At this point in time, the ATF rule pertaining to ‘ghost guns’ is vacated; that means the ATF cannot enforce it. I’m sure there will be an appeal filed by the DOJ/ATF, but at this point it is not a binding final rule. That said, the vacatur of the ATF final rule doesn’t impact 1705. I have filed it as supplemental authority, basically bringing it to the court’s attention, but it is persuasive at best, and not binding.

I think SMF has been pretty clear that this is a long uphill battle; given the denial of the TRO in Thurston County regarding 1240, in which the judge doubts that semiautomatic weapons are even “arms” protected by the Washington Constitution, I’m guessing we are going to lose in the Superior Court and have to appeal, and given the political makeup of the Court of Appeals Division II, we could lose there, too. Even if we win, the State will appeal to the Supreme Court, so this case, and potentially both cases, are going to go all the way to the top. Regarding our 1240 case: “Orders were just entered that we did not receive the TRO (Temporary Restraining Order), and that Alliance for Gun Responsibility was allowed to intervene as a defendant for the state. With 1240, we know the Court’s position; namely, that she (the judge) doesn’t even think semiautomatic firearms are “arms” that are protected by the Washington Constitution, and that no harm has befallen our plaintiffs or Washington citizens generally because other firearms are available to them and they are still able to purchase those guns.

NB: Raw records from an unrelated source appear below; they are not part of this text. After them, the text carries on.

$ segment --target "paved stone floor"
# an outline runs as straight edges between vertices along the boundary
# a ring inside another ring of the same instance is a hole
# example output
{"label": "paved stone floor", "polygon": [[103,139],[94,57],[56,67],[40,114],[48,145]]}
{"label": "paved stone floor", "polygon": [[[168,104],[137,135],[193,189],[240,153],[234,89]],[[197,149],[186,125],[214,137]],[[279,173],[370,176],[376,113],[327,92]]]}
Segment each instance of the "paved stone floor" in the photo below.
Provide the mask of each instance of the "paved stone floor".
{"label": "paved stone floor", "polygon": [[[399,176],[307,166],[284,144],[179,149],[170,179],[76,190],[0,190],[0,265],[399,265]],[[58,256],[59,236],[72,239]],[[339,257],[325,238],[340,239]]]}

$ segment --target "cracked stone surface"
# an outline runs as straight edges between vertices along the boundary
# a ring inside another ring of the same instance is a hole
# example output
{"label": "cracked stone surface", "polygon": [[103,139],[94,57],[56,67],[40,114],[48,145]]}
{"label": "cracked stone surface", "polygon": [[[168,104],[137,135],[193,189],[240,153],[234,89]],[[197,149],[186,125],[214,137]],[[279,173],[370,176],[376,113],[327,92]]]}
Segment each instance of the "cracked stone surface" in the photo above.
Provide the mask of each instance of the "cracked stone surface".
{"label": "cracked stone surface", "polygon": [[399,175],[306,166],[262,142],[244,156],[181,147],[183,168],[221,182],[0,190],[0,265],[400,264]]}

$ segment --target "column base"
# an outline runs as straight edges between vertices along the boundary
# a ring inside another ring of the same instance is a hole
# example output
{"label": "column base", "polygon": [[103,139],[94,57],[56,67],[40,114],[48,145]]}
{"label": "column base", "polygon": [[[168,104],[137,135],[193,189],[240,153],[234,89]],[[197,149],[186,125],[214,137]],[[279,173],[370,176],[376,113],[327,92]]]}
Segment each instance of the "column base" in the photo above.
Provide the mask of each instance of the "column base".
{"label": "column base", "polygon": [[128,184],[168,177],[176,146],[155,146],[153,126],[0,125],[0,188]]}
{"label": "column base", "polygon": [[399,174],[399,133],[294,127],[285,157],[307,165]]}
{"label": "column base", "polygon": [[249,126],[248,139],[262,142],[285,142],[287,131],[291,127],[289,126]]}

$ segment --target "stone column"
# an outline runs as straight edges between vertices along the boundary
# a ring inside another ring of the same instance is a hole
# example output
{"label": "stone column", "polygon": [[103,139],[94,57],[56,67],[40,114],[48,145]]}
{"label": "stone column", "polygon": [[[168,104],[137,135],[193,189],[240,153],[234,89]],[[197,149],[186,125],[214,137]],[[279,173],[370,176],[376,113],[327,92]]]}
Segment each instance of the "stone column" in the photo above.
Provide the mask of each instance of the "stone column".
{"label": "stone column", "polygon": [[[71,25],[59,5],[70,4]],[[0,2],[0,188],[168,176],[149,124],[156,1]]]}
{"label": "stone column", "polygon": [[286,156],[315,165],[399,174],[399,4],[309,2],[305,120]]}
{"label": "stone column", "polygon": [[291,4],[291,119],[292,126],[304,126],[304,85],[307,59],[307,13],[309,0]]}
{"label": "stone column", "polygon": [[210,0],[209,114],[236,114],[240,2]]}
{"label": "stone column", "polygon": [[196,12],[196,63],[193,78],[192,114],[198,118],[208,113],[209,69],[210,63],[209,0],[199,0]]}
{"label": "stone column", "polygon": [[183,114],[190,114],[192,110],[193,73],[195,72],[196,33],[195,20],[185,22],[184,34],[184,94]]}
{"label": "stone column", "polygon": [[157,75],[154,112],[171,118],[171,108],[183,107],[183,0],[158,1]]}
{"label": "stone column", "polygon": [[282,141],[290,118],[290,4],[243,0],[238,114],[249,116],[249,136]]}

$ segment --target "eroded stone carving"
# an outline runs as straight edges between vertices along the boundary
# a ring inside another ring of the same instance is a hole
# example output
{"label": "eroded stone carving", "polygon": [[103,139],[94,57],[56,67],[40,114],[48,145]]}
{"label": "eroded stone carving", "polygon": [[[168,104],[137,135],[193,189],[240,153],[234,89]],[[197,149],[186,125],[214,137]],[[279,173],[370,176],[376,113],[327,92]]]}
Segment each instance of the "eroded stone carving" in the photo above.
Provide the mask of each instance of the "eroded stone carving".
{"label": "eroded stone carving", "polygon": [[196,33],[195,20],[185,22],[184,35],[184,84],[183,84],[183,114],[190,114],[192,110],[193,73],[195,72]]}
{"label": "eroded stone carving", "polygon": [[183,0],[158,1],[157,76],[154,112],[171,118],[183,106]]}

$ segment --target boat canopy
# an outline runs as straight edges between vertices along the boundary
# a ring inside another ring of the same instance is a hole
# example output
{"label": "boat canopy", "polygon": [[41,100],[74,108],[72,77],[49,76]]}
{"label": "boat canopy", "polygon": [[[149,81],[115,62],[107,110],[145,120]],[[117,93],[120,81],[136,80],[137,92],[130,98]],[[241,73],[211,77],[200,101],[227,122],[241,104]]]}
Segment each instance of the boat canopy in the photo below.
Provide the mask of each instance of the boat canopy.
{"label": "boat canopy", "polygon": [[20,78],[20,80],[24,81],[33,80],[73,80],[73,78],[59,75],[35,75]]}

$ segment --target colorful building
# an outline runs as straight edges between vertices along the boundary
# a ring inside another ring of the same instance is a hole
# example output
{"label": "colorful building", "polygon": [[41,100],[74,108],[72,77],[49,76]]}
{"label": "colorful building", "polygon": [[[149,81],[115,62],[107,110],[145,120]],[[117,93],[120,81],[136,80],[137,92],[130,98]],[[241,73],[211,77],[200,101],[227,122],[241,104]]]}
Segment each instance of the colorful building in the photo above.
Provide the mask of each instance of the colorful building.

We are obviously disappointed with the ruling, but think that it is unequivocal that semiautomatic firearms, disparagingly termed “assault weapons” by the state legislature, are protected as “arms” under the Washington Constitution. Swords, fixed blade combat knives, and other weapons which have historically been used for self-defense are protected; it is categorically true that semiautomatic firearms have historically been used for self-defense, and accordingly should be protected under the Washington Constitution.

Additionally, we have received dozens of emails from Washington citizens, which include members and donors of SMF, of the harm they have suffered due to the passage of SHB 1240; namely that they have purchased weapons prohibited by the bill and have been unable to actually receive them, as FFL dealers will not ship those weapons to Washington State, or give them to Washington citizens if the firearm has already been shipped to the state. We also have one petitioner, and other citizens who were too young to purchase a firearm of the type now banned, but have since reached the age of 21, and now are forever prohibited from owning the most common type of rifle, namely a semiautomatic rifle and specifically an AR-15. 

As far as a plan of action, all we can do is do our best at each level, and fight the bad decisions made by the judges. We have to build as complete and robust a record as possible, and that is why we started with a TRO, will move to a Preliminary Injunction, and then a Permanent Injunction, with the potential of a Motion for Summary Judgment before a full trial.